The jury awarded the plaintiff - a now-20-year-old woman identified in court filings as K.G.M. (publicly referred to as “Kaley”) - $3 million in compensatory damages, assigning 70 percent of the award to Meta and 30 percent to Google, according to Courthouse News' Hillel Aron. The verdict came after more than eight days of deliberations.
Case Details
KGM alleged that she became addicted to YouTube beginning around age 6 and to Instagram beginning around age 9. Her lawsuit claimed the companies’ platforms were defectively designed with features such as infinite scroll, algorithmic content recommendations, notifications, autoplay, and engagement-reward systems that foreseeably caused or worsened her depression, anxiety, body dysmorphia, and suicidal thoughts.
"This case is about two of the richest corporations in history, who have engineered addiction in children’s brains," Lanier said in February.

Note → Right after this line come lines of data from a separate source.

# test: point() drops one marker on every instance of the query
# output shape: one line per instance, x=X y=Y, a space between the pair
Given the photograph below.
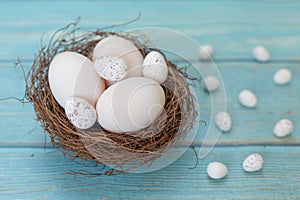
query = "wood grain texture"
x=232 y=27
x=34 y=174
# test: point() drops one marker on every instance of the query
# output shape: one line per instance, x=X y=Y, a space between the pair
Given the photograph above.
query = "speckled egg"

TikTok and Snap Inc. settled with the plaintiff before trial for undisclosed amounts. The case against Meta and Google proceeded as the first “bellwether” trial in a massive coordinated proceeding involving approximately 1,600 similar lawsuits filed by individuals, families, and school districts.

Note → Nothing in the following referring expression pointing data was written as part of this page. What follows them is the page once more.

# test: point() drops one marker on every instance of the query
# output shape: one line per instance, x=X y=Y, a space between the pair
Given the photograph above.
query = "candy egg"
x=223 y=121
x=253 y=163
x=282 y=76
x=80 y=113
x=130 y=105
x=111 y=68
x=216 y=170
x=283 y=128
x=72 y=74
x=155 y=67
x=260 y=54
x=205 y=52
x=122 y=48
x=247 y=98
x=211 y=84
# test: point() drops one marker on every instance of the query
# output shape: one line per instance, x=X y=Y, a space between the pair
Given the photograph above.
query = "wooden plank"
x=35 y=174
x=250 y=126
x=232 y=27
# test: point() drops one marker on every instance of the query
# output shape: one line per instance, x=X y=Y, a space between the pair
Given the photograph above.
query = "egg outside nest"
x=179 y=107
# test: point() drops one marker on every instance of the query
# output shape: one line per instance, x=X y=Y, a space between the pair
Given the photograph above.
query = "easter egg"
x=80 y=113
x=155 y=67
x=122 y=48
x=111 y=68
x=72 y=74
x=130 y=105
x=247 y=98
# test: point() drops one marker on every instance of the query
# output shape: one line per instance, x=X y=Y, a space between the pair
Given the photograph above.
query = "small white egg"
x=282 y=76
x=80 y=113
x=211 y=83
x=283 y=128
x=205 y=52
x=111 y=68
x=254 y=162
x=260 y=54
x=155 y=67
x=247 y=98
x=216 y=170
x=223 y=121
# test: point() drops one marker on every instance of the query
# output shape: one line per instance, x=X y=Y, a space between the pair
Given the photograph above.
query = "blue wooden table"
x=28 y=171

Plaintiff attorneys argued that internal company documents showed Meta and Google were aware of the risks to minors but prioritized user engagement and revenue. Defense attorneys, meanwhile, maintained that the plaintiff’s mental-health struggles had other causes predating her social-media use and that the companies provide parental controls and safety tools. At the beginning of the trial, the jury was instructed that the companies could not be held liable merely for hosting user-generated content under Section 230 of the Communications Decency Act.
The trial, presided over by Los Angeles Superior Court Judge Carolyn B. Kuhl, featured roughly one month of testimony, including from the plaintiff, mental-health experts, former platform employees, and Meta CEO Mark Zuckerberg.
This Los Angeles verdict follows by one day a separate March 24, 2026, decision in New Mexico in which a jury found Meta liable under the state’s Unfair Practices Act and ordered the company to pay $375 million in a consumer-protection lawsuit focused on child safety and misleading marketing. Google was not a defendant in the New Mexico case.
The K.G.M. case is one of nine selected bellwether trials expected to guide resolution of the larger litigation wave. While the verdict is not binding on other plaintiffs, it is widely expected to influence settlement discussions across the consolidated cases.